Erdogan à Macron : « Tu vas bientôt partir »

Le président de la République turque Recep Tayyip Erdogan a déclaré que leur lutte est une lutte d’indépendance menée pour le pays et son avenir.

Le chef d’Etat turc Erdogan s’est exprimé lors de la présentation d’un programme concernant 100 000 nouveaux adhérents au sein de l’AK Parti, Parti de la justice et du développement, à Istanbul.
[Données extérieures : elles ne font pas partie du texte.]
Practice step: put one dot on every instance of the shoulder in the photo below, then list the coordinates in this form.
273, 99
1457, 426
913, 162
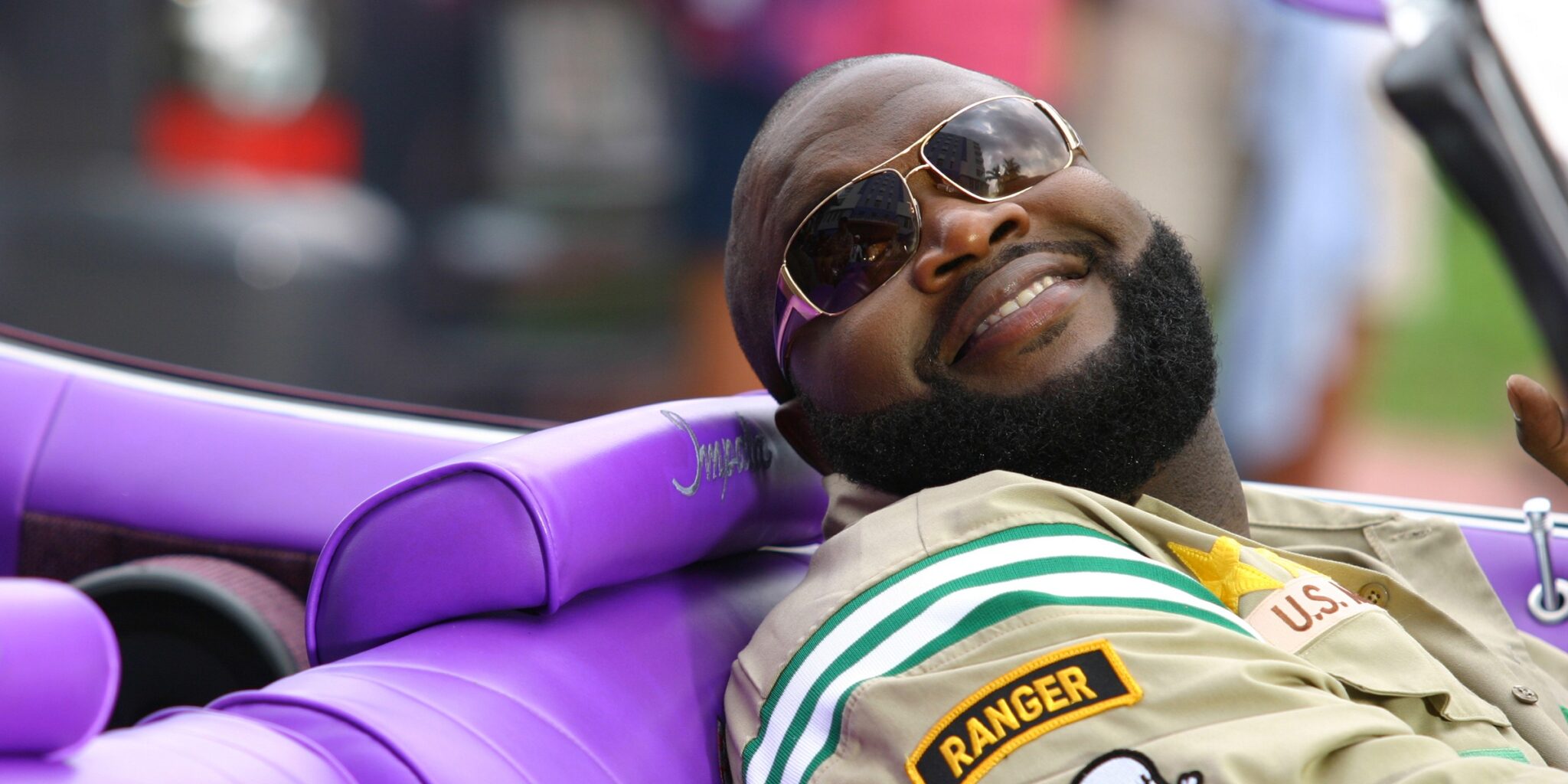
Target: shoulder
929, 613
« L’objectif de ceux qui visent la Turquie via le terrorisme, la pression et les manipulations économiques, est de la faire renoncer à sa position honorable et déterminée », a martelé Erdogan.

« Leur problème n’est ni l’AK Parti ni Tayyip Erdogan. Leur problème est avec la nation turque elle-même. Leur problème est avec l’existence de la Turquie avec ses terres et son Etat. En s’attaquant à l’AK Parti et à Tayyip Erdogan, ils souhaitent que la Turquie se livre à eux, ils utilisent tous les moyens pour faire agenouiller la Turquie », a-t-il fustigé.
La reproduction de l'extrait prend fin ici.